Cette procédure de parrainage des candidats est placée sous le contrôle du Conseil constitutionnel qui établit le formulaire de parrainage, est destinataire de celui-ci, et vérifie sa validité. La présente proposition de loi organique vient en complément de ce système de parrainage par les élus. L'ensemble des dispositions qu'elle prévoit ont déjà été formulées en 2012, à l'occasion de la remise du rapport « Pour un renouveau démocratique », issu des travaux de la Commission de rénovation et de déontologie de la vie publique présidée par l'ancien Premier ministre Lionel Jospin.

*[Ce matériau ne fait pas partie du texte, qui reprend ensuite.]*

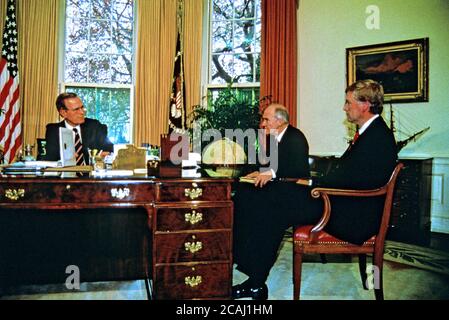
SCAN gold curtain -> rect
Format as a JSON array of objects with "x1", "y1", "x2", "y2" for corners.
[
  {"x1": 183, "y1": 0, "x2": 204, "y2": 120},
  {"x1": 17, "y1": 0, "x2": 60, "y2": 148},
  {"x1": 0, "y1": 0, "x2": 59, "y2": 150},
  {"x1": 135, "y1": 0, "x2": 178, "y2": 147}
]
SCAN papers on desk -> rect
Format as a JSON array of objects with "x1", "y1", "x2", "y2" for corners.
[
  {"x1": 1, "y1": 161, "x2": 59, "y2": 175},
  {"x1": 239, "y1": 176, "x2": 256, "y2": 184},
  {"x1": 91, "y1": 170, "x2": 134, "y2": 177},
  {"x1": 44, "y1": 165, "x2": 93, "y2": 172}
]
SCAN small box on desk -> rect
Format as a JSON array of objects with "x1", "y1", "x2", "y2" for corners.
[{"x1": 159, "y1": 162, "x2": 182, "y2": 177}]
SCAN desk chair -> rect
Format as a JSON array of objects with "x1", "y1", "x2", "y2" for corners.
[{"x1": 293, "y1": 163, "x2": 403, "y2": 300}]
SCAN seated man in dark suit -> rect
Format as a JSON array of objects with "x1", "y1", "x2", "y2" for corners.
[
  {"x1": 232, "y1": 103, "x2": 310, "y2": 300},
  {"x1": 43, "y1": 92, "x2": 114, "y2": 164},
  {"x1": 232, "y1": 79, "x2": 398, "y2": 300}
]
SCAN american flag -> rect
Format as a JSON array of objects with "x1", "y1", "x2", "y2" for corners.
[{"x1": 0, "y1": 0, "x2": 21, "y2": 163}]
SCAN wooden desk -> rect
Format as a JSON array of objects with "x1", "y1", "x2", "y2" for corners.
[{"x1": 0, "y1": 174, "x2": 233, "y2": 299}]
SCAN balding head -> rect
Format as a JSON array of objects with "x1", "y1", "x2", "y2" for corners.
[{"x1": 261, "y1": 103, "x2": 290, "y2": 134}]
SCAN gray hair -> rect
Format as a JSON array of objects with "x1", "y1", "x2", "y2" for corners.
[{"x1": 274, "y1": 107, "x2": 289, "y2": 124}]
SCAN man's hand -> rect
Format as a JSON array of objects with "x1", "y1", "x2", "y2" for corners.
[
  {"x1": 244, "y1": 171, "x2": 260, "y2": 179},
  {"x1": 254, "y1": 170, "x2": 273, "y2": 188}
]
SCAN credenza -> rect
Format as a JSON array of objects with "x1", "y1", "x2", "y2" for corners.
[{"x1": 0, "y1": 174, "x2": 233, "y2": 299}]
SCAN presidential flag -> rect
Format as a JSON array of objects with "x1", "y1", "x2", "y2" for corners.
[
  {"x1": 168, "y1": 32, "x2": 186, "y2": 134},
  {"x1": 0, "y1": 0, "x2": 21, "y2": 163}
]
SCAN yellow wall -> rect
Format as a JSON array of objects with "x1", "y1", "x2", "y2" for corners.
[{"x1": 298, "y1": 0, "x2": 449, "y2": 157}]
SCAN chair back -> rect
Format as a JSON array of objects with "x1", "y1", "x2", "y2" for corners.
[{"x1": 375, "y1": 162, "x2": 404, "y2": 250}]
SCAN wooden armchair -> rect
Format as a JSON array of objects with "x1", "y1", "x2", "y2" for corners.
[{"x1": 293, "y1": 163, "x2": 403, "y2": 300}]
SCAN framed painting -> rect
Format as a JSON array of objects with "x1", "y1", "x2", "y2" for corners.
[{"x1": 346, "y1": 38, "x2": 429, "y2": 103}]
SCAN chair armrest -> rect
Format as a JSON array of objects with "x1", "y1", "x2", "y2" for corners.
[{"x1": 307, "y1": 186, "x2": 388, "y2": 242}]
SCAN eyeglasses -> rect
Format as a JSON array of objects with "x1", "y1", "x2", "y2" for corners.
[{"x1": 64, "y1": 105, "x2": 86, "y2": 112}]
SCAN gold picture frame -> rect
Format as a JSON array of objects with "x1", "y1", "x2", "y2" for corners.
[{"x1": 346, "y1": 38, "x2": 429, "y2": 103}]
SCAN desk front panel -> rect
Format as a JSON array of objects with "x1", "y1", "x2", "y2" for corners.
[{"x1": 0, "y1": 180, "x2": 155, "y2": 206}]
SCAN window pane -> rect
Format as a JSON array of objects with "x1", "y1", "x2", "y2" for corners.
[
  {"x1": 111, "y1": 54, "x2": 132, "y2": 84},
  {"x1": 66, "y1": 0, "x2": 90, "y2": 18},
  {"x1": 90, "y1": 20, "x2": 112, "y2": 54},
  {"x1": 113, "y1": 0, "x2": 134, "y2": 21},
  {"x1": 89, "y1": 54, "x2": 111, "y2": 83},
  {"x1": 211, "y1": 21, "x2": 232, "y2": 53},
  {"x1": 92, "y1": 0, "x2": 111, "y2": 19},
  {"x1": 234, "y1": 54, "x2": 253, "y2": 83},
  {"x1": 210, "y1": 54, "x2": 234, "y2": 84},
  {"x1": 65, "y1": 86, "x2": 131, "y2": 144},
  {"x1": 65, "y1": 52, "x2": 89, "y2": 82},
  {"x1": 234, "y1": 0, "x2": 255, "y2": 19},
  {"x1": 212, "y1": 0, "x2": 233, "y2": 20},
  {"x1": 234, "y1": 19, "x2": 254, "y2": 53},
  {"x1": 65, "y1": 18, "x2": 89, "y2": 53},
  {"x1": 112, "y1": 20, "x2": 133, "y2": 55}
]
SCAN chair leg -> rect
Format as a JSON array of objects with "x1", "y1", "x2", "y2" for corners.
[
  {"x1": 358, "y1": 254, "x2": 368, "y2": 290},
  {"x1": 373, "y1": 253, "x2": 384, "y2": 300},
  {"x1": 293, "y1": 250, "x2": 303, "y2": 300}
]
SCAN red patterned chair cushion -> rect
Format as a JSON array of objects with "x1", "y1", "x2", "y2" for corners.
[{"x1": 294, "y1": 225, "x2": 376, "y2": 245}]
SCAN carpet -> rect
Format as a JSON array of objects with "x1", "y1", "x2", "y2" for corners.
[
  {"x1": 384, "y1": 240, "x2": 449, "y2": 275},
  {"x1": 2, "y1": 235, "x2": 449, "y2": 300}
]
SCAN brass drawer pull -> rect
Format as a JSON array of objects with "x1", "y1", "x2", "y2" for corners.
[
  {"x1": 185, "y1": 275, "x2": 202, "y2": 288},
  {"x1": 5, "y1": 188, "x2": 25, "y2": 201},
  {"x1": 184, "y1": 183, "x2": 203, "y2": 200},
  {"x1": 184, "y1": 241, "x2": 203, "y2": 254},
  {"x1": 111, "y1": 188, "x2": 130, "y2": 199},
  {"x1": 185, "y1": 210, "x2": 203, "y2": 225}
]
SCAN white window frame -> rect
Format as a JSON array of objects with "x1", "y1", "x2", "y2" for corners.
[{"x1": 202, "y1": 0, "x2": 261, "y2": 99}]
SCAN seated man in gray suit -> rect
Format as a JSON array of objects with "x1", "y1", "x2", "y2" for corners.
[{"x1": 43, "y1": 92, "x2": 114, "y2": 164}]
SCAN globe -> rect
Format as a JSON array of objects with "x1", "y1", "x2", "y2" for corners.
[{"x1": 202, "y1": 138, "x2": 247, "y2": 177}]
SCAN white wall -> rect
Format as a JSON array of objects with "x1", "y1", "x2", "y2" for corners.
[{"x1": 297, "y1": 0, "x2": 449, "y2": 158}]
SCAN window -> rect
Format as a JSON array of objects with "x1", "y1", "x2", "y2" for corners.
[
  {"x1": 62, "y1": 0, "x2": 135, "y2": 144},
  {"x1": 207, "y1": 0, "x2": 261, "y2": 101}
]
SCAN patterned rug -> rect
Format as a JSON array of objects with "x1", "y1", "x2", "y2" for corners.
[{"x1": 384, "y1": 240, "x2": 449, "y2": 275}]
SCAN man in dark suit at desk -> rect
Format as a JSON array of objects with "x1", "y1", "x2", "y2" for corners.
[{"x1": 43, "y1": 92, "x2": 113, "y2": 164}]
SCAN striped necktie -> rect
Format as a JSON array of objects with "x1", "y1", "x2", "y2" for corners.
[{"x1": 73, "y1": 128, "x2": 85, "y2": 166}]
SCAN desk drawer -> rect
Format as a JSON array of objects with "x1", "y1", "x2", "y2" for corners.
[
  {"x1": 154, "y1": 231, "x2": 231, "y2": 263},
  {"x1": 0, "y1": 182, "x2": 155, "y2": 204},
  {"x1": 154, "y1": 204, "x2": 232, "y2": 231},
  {"x1": 156, "y1": 181, "x2": 230, "y2": 202},
  {"x1": 154, "y1": 262, "x2": 231, "y2": 299}
]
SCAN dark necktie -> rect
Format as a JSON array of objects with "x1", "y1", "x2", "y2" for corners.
[
  {"x1": 352, "y1": 131, "x2": 360, "y2": 144},
  {"x1": 73, "y1": 128, "x2": 85, "y2": 166}
]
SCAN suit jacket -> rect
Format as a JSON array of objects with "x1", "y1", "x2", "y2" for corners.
[
  {"x1": 260, "y1": 125, "x2": 310, "y2": 178},
  {"x1": 43, "y1": 118, "x2": 114, "y2": 164},
  {"x1": 312, "y1": 116, "x2": 398, "y2": 244}
]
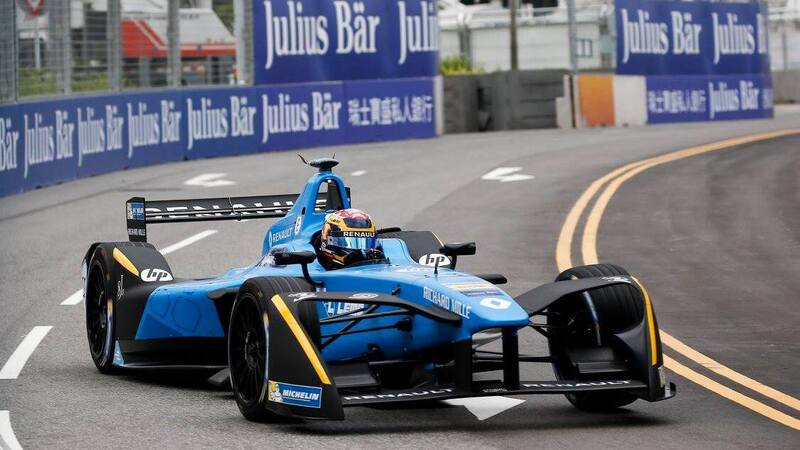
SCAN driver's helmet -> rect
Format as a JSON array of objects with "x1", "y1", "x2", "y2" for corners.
[{"x1": 318, "y1": 209, "x2": 383, "y2": 270}]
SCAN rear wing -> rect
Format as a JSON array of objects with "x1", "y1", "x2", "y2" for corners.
[{"x1": 125, "y1": 188, "x2": 349, "y2": 242}]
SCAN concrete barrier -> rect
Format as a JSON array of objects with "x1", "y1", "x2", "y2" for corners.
[
  {"x1": 613, "y1": 76, "x2": 647, "y2": 127},
  {"x1": 483, "y1": 70, "x2": 566, "y2": 131},
  {"x1": 443, "y1": 74, "x2": 481, "y2": 133},
  {"x1": 773, "y1": 70, "x2": 800, "y2": 104},
  {"x1": 443, "y1": 70, "x2": 566, "y2": 133}
]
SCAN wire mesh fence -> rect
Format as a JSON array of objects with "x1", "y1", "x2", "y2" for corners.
[
  {"x1": 771, "y1": 4, "x2": 800, "y2": 69},
  {"x1": 3, "y1": 0, "x2": 242, "y2": 103},
  {"x1": 1, "y1": 0, "x2": 798, "y2": 104},
  {"x1": 439, "y1": 2, "x2": 625, "y2": 73},
  {"x1": 439, "y1": 0, "x2": 800, "y2": 73}
]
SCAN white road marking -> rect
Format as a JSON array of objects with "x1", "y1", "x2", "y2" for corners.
[
  {"x1": 350, "y1": 170, "x2": 367, "y2": 176},
  {"x1": 61, "y1": 290, "x2": 83, "y2": 306},
  {"x1": 481, "y1": 167, "x2": 535, "y2": 183},
  {"x1": 0, "y1": 411, "x2": 22, "y2": 450},
  {"x1": 60, "y1": 230, "x2": 218, "y2": 306},
  {"x1": 0, "y1": 326, "x2": 53, "y2": 380},
  {"x1": 60, "y1": 290, "x2": 84, "y2": 306},
  {"x1": 443, "y1": 396, "x2": 525, "y2": 420},
  {"x1": 184, "y1": 173, "x2": 235, "y2": 187},
  {"x1": 158, "y1": 229, "x2": 218, "y2": 255}
]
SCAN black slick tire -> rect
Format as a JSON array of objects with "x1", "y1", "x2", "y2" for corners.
[
  {"x1": 85, "y1": 248, "x2": 118, "y2": 374},
  {"x1": 550, "y1": 263, "x2": 643, "y2": 412},
  {"x1": 228, "y1": 276, "x2": 317, "y2": 422}
]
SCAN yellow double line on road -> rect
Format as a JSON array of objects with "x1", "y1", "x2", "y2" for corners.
[{"x1": 555, "y1": 129, "x2": 800, "y2": 430}]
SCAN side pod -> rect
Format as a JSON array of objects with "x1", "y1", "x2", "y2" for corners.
[{"x1": 263, "y1": 293, "x2": 344, "y2": 420}]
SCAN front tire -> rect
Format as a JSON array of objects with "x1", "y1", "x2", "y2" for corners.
[
  {"x1": 228, "y1": 276, "x2": 317, "y2": 422},
  {"x1": 549, "y1": 263, "x2": 643, "y2": 411},
  {"x1": 85, "y1": 251, "x2": 117, "y2": 374}
]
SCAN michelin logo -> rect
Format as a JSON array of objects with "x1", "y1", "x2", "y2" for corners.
[{"x1": 268, "y1": 380, "x2": 322, "y2": 408}]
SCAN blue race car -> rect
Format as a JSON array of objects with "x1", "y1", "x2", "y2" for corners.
[{"x1": 82, "y1": 158, "x2": 674, "y2": 421}]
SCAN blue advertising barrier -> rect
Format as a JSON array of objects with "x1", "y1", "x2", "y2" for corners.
[
  {"x1": 252, "y1": 0, "x2": 439, "y2": 84},
  {"x1": 646, "y1": 74, "x2": 773, "y2": 123},
  {"x1": 616, "y1": 0, "x2": 770, "y2": 76},
  {"x1": 0, "y1": 77, "x2": 436, "y2": 197}
]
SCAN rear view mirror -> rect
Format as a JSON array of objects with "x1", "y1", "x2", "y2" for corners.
[
  {"x1": 438, "y1": 242, "x2": 476, "y2": 271},
  {"x1": 440, "y1": 242, "x2": 476, "y2": 257},
  {"x1": 272, "y1": 251, "x2": 316, "y2": 266}
]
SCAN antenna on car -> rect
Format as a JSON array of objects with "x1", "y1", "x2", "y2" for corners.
[{"x1": 298, "y1": 154, "x2": 339, "y2": 172}]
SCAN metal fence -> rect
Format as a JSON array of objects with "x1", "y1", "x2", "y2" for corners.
[
  {"x1": 2, "y1": 0, "x2": 245, "y2": 103},
  {"x1": 440, "y1": 2, "x2": 618, "y2": 73},
  {"x1": 439, "y1": 0, "x2": 800, "y2": 73},
  {"x1": 2, "y1": 0, "x2": 798, "y2": 104},
  {"x1": 771, "y1": 5, "x2": 800, "y2": 70}
]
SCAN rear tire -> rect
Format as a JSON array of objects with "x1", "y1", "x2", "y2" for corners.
[
  {"x1": 228, "y1": 276, "x2": 316, "y2": 422},
  {"x1": 85, "y1": 250, "x2": 118, "y2": 374},
  {"x1": 550, "y1": 263, "x2": 643, "y2": 411}
]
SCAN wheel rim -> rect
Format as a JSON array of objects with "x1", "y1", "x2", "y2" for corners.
[
  {"x1": 229, "y1": 295, "x2": 267, "y2": 406},
  {"x1": 86, "y1": 267, "x2": 110, "y2": 359}
]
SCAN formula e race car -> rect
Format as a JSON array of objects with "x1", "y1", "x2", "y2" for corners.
[{"x1": 82, "y1": 158, "x2": 674, "y2": 421}]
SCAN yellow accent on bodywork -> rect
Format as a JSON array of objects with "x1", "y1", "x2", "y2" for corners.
[
  {"x1": 632, "y1": 277, "x2": 658, "y2": 366},
  {"x1": 324, "y1": 214, "x2": 376, "y2": 233},
  {"x1": 113, "y1": 248, "x2": 139, "y2": 277},
  {"x1": 270, "y1": 294, "x2": 331, "y2": 385}
]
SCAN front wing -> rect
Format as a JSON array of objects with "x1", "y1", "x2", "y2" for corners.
[{"x1": 260, "y1": 288, "x2": 674, "y2": 420}]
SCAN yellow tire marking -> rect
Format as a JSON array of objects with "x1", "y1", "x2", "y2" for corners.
[
  {"x1": 664, "y1": 355, "x2": 800, "y2": 431},
  {"x1": 270, "y1": 294, "x2": 331, "y2": 385},
  {"x1": 631, "y1": 277, "x2": 658, "y2": 366},
  {"x1": 555, "y1": 129, "x2": 800, "y2": 429},
  {"x1": 112, "y1": 248, "x2": 139, "y2": 277}
]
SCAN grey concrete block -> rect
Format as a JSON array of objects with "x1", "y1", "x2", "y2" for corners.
[{"x1": 773, "y1": 70, "x2": 800, "y2": 104}]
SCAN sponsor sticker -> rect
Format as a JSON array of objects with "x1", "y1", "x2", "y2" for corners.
[
  {"x1": 140, "y1": 268, "x2": 173, "y2": 282},
  {"x1": 600, "y1": 276, "x2": 630, "y2": 283},
  {"x1": 395, "y1": 267, "x2": 433, "y2": 273},
  {"x1": 126, "y1": 202, "x2": 145, "y2": 221},
  {"x1": 423, "y1": 286, "x2": 471, "y2": 318},
  {"x1": 127, "y1": 227, "x2": 146, "y2": 238},
  {"x1": 268, "y1": 380, "x2": 322, "y2": 408},
  {"x1": 418, "y1": 253, "x2": 450, "y2": 267},
  {"x1": 479, "y1": 297, "x2": 511, "y2": 310},
  {"x1": 340, "y1": 230, "x2": 376, "y2": 238},
  {"x1": 288, "y1": 292, "x2": 317, "y2": 301},
  {"x1": 521, "y1": 380, "x2": 632, "y2": 389},
  {"x1": 268, "y1": 227, "x2": 293, "y2": 247},
  {"x1": 324, "y1": 302, "x2": 365, "y2": 317},
  {"x1": 444, "y1": 282, "x2": 503, "y2": 297},
  {"x1": 348, "y1": 293, "x2": 379, "y2": 300},
  {"x1": 342, "y1": 388, "x2": 454, "y2": 401},
  {"x1": 116, "y1": 275, "x2": 125, "y2": 300},
  {"x1": 294, "y1": 215, "x2": 303, "y2": 234}
]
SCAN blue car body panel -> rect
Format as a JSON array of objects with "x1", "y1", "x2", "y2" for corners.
[{"x1": 131, "y1": 169, "x2": 529, "y2": 362}]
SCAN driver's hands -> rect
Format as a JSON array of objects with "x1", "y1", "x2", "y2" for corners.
[{"x1": 365, "y1": 248, "x2": 384, "y2": 260}]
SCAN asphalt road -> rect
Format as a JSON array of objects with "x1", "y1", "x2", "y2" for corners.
[{"x1": 1, "y1": 109, "x2": 799, "y2": 449}]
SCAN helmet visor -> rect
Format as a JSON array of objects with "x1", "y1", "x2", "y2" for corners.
[{"x1": 327, "y1": 236, "x2": 377, "y2": 251}]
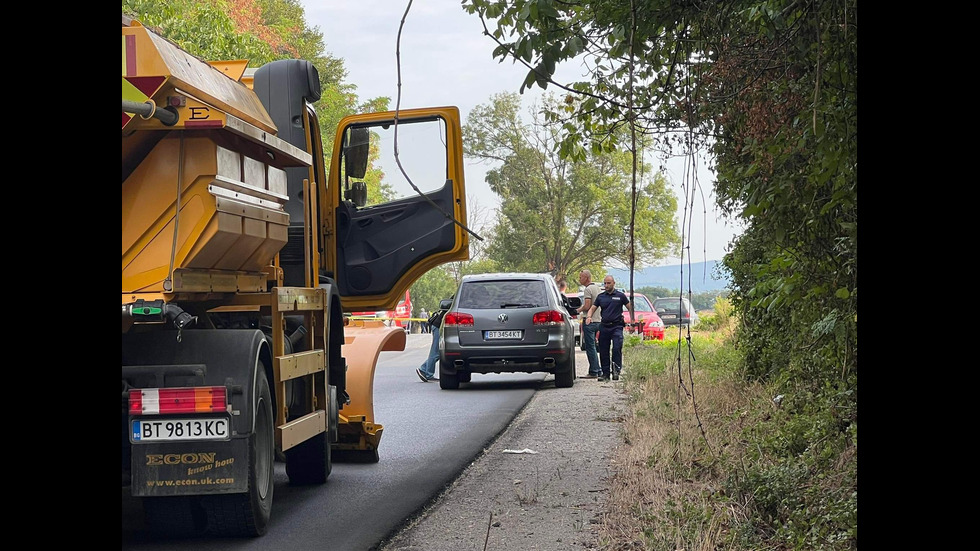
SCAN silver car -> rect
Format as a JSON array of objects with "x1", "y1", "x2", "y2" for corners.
[
  {"x1": 564, "y1": 293, "x2": 583, "y2": 345},
  {"x1": 439, "y1": 272, "x2": 577, "y2": 389}
]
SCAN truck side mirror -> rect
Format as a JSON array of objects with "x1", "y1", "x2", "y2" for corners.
[
  {"x1": 345, "y1": 181, "x2": 367, "y2": 207},
  {"x1": 439, "y1": 298, "x2": 453, "y2": 310},
  {"x1": 344, "y1": 127, "x2": 369, "y2": 179}
]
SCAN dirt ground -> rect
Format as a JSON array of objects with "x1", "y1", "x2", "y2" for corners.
[{"x1": 377, "y1": 347, "x2": 626, "y2": 551}]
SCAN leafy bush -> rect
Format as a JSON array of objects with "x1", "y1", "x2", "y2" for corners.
[{"x1": 687, "y1": 295, "x2": 736, "y2": 332}]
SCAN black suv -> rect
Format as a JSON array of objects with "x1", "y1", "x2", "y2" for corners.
[{"x1": 652, "y1": 297, "x2": 699, "y2": 327}]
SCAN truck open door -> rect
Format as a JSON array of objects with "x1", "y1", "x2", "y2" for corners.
[{"x1": 324, "y1": 109, "x2": 470, "y2": 312}]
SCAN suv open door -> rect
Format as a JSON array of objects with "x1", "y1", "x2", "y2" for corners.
[{"x1": 324, "y1": 108, "x2": 470, "y2": 311}]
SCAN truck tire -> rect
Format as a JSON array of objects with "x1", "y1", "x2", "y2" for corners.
[
  {"x1": 285, "y1": 381, "x2": 335, "y2": 484},
  {"x1": 554, "y1": 354, "x2": 575, "y2": 388},
  {"x1": 202, "y1": 367, "x2": 275, "y2": 536},
  {"x1": 285, "y1": 431, "x2": 330, "y2": 484},
  {"x1": 143, "y1": 496, "x2": 204, "y2": 536}
]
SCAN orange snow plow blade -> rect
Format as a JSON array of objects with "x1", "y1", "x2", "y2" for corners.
[{"x1": 334, "y1": 319, "x2": 406, "y2": 461}]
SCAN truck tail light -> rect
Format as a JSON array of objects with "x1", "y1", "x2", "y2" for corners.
[{"x1": 129, "y1": 387, "x2": 228, "y2": 415}]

Ce texte vise à permettre au candidat d'obtenir le droit de se présenter à l'élection présidentielle grâce à des parrainages de citoyens, chaque candidat à l'élection devant réunir 150 000 soutiens de la part de citoyens inscrits sur les listes électorales, et issus, comme cela est le cas pour les parrainages d'élus, d'au moins 30 départements et collectivités d'outre-mer différents. Diverses possibilités pourraient être aménagées pour que les citoyens parrainent le candidat de leur choix, sachant que chaque citoyen ne pourrait parrainer qu'un seul candidat, d'une part, par le biais d'un formulaire officiel adressé au Conseil constitutionnel par la voie postale, et, d'autre part, par voie électronique ou sur une plateforme numérique mise en ligne par l'administration. Il est prévu que chaque parrainage sera décompté de manière anonyme sans publication de l'identité des parrains.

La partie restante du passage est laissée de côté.